To confirm the authenticity of the synthetic allotetraploid and to examine its genome components, we performed GISH under standard stringency conditions using G2 gDNA from G. australe labeled with digoxigenin (DIG)-Nick Translation Mix DNA as a labeled probe and A1 gDNA from G. herbaceum race kuljianum cv Hongxingcaomian as unlabeled DNA. Somatic S2 mitotic cells were used as targets. Red hybridization signals were consistently detected on 26 chromosomes (G2 genome) and blue signals were detected on the other 26 chromosomes (A1 genome) in over 30 well-spread somatic chromosome cells that were observed. Thus, the chromosomes from the two genomes could clearly be differentiated based on color (Fig 2). Therefore, the authenticity of the new synthetic allotetraploid has been confirmed and its genome components can be readily discriminated as well.

Fig 2

Genomic in situ hybridization showing the chromosome components of an S2 mitotic cell of the new synthetic allotetraploid (Slides were stained in 4’, 6-diamidino-2-phenylindole [DAPI]).

Red signals indicate the 26 chromosomes of G. australe (probe labeled with digoxigenin-11-dUTP) and blue signals indicate the 26 chromosomes of G. herbaceum (stained with DAPI).

Chromosome associations at meiosis of PMCs from the synthetic allotetraploid

We then performed cytological observations of the new synthetic allotetraploid of G. herbaceum × G. australe. All of the cells observed had 52 chromosomes, indicating that they were tetraploid (2n = 4x = 52; Table 1, Fig 3), which further confirmed the authenticity of the new synthetic allotetraploid. The chromosome configurations in the synthetic allotetraploid were variable, with uni-, bi- and trivalents. Of the 49 pollen mother cells observed, most cells (24/49) had two univalents and 25 bivalents, followed by cells (14/49) with four univalents and 24 bivalents. Some cells (9/49) contained three univalents, 23 bivalents and one trivalent. Only two cells had 26 bivalents. The average chromosome configurations were 2.67 uni-, 23.33 bi- and 0.18 trivalents. The number of univalents ranged from zero to four, with two being the most frequent number, followed by four and three. The number of bivalents ranged from 23 to 26, with 25 being the most frequent number followed by 23 and 24 (Fig 3). The high frequency of univalents in pollen mother cells (PMC) at Metaphase I in meiosis explained why the synthetic allotetraploid plants were partially fertile, since due to disordered segregation, univalents were often lost at Anaphase I, leading to the formation of unbalanced, nonviable gametes lacking a complete set of chromosomes.

Table 1

Chromosome configurations of pollen mother cells at Metaphase I of meiosis.
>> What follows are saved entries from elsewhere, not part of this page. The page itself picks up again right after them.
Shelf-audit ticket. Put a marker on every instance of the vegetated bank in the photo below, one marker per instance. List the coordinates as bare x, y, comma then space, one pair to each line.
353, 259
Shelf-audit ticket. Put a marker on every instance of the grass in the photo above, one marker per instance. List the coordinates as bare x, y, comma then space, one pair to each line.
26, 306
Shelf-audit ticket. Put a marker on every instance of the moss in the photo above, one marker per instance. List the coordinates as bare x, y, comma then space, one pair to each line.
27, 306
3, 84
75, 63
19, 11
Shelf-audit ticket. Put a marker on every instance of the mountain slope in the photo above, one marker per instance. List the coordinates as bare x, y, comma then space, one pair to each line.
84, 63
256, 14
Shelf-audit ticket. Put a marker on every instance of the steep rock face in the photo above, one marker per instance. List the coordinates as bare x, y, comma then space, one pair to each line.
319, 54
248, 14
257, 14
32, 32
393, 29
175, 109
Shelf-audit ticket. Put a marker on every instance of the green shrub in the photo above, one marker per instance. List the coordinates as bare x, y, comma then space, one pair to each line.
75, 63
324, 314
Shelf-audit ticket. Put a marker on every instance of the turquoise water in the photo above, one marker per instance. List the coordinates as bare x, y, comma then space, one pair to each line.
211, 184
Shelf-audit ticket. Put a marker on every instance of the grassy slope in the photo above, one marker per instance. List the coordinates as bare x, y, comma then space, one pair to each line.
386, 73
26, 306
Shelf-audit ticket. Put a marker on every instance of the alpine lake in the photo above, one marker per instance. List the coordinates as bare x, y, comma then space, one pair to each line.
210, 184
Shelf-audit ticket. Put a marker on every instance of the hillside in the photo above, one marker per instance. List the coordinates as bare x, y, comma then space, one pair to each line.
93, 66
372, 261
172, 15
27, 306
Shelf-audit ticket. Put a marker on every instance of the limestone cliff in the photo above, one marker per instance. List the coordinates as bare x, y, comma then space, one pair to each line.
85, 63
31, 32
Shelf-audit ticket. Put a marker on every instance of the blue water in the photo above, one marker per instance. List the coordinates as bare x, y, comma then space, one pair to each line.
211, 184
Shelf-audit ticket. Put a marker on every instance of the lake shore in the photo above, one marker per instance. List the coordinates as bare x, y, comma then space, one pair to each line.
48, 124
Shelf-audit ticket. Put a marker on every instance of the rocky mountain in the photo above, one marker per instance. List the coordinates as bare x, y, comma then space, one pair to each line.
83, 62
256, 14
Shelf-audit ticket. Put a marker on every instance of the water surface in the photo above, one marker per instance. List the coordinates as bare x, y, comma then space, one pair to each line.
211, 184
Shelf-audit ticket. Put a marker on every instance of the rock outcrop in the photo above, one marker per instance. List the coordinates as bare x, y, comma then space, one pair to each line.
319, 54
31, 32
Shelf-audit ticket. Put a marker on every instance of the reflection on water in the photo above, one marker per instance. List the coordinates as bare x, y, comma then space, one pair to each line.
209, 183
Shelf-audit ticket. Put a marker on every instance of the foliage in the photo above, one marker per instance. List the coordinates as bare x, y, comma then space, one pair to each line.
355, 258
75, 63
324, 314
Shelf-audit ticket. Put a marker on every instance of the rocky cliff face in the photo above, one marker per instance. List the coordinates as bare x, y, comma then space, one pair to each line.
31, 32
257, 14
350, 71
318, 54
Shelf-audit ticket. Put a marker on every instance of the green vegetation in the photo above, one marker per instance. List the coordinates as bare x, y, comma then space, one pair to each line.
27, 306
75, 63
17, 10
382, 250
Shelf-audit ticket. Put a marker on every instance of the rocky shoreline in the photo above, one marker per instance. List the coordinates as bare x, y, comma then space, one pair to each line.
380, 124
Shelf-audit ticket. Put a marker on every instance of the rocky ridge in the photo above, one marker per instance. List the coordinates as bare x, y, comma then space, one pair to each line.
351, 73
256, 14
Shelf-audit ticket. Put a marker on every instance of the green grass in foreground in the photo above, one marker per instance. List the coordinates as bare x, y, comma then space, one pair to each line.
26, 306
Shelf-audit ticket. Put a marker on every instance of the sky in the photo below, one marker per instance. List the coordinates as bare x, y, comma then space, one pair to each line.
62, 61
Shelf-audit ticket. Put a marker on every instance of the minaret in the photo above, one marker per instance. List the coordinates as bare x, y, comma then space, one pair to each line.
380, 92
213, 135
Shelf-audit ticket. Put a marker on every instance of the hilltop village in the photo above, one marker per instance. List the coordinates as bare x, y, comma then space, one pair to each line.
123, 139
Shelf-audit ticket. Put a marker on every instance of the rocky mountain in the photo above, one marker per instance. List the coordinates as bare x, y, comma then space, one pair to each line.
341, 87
No. of PMCs	I	II	III	No. of chromosomes
24	2	25		52
14	4	24		52
9	3	23	1	52
2		26		52
Range	0~4	23~26	0~1	52
Average	2.67	23.33	0.18	52

Fig 3

Chromosome associations in PMCs at Metaphase I of meiosis.

a, 25II + 2I; b, 24II + 4I; c, 25II + 2I; d, 23II + 3I + III; e, 24II + I + III. Arrows indicate the univalents and arrowheads indicate the trivalents. Bar = 10 μm.
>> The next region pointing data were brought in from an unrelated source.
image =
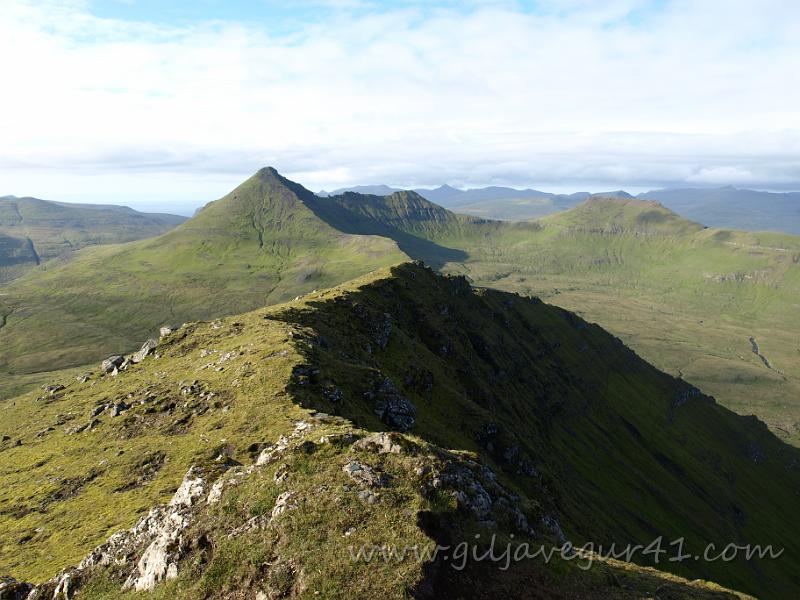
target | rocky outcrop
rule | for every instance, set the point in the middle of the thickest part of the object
(11, 589)
(393, 408)
(147, 348)
(147, 553)
(112, 363)
(380, 443)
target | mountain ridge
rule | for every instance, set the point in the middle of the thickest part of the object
(579, 439)
(644, 273)
(34, 230)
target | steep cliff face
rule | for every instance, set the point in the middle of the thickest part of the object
(506, 417)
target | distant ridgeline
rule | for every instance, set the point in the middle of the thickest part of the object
(33, 231)
(725, 207)
(685, 297)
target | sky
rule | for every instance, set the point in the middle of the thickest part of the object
(167, 105)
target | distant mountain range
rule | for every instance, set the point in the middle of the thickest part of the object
(33, 230)
(594, 443)
(729, 207)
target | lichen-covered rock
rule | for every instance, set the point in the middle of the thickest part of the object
(148, 552)
(365, 475)
(393, 408)
(286, 501)
(111, 363)
(11, 589)
(147, 348)
(380, 443)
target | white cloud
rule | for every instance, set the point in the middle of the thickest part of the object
(626, 93)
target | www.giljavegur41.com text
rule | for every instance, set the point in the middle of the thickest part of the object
(503, 555)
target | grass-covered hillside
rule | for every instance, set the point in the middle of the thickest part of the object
(514, 417)
(687, 298)
(33, 231)
(260, 244)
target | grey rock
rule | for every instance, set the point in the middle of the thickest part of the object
(392, 407)
(286, 501)
(119, 408)
(365, 475)
(11, 589)
(111, 363)
(380, 443)
(147, 348)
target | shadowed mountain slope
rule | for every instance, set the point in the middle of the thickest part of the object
(259, 244)
(519, 418)
(688, 299)
(33, 230)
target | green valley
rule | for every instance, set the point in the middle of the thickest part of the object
(33, 231)
(512, 418)
(658, 281)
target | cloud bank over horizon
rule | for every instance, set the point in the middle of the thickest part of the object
(128, 101)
Morphological traits of the synthetic allotetraploid

We examined 24 morphological traits of the synthetic allotetraploid (S1) and its parents during flowering, including the color, shape and size of leaves, flowers and so on (Table 2). The results indicate that most traits of the interspecific hybrid F1 plant tended to resemble those of the paternal parent, G. australe, e.g., hairiness of leaves and stems, petal color and fibers. A few traits resembled those of the maternal parent, G. herbaceum, e.g., anther color. Some traits exhibited intermediate phenotypes, e.g., bract shape, calyx size and the number of calyx teeth, leaf lobes, anthers, seed pigment glands and fiber (Figs 4 and 5, S2 Fig). Many characters of S1 plants, the new synthetic allotetraploid, were similar to those of the F1, while S1 plants had larger dark green leaves, which was the most distinctive trait from that of the F1 (Fig 6).

Table 2

Morphological characters of interspecific hybrid F1, S1 and their parents.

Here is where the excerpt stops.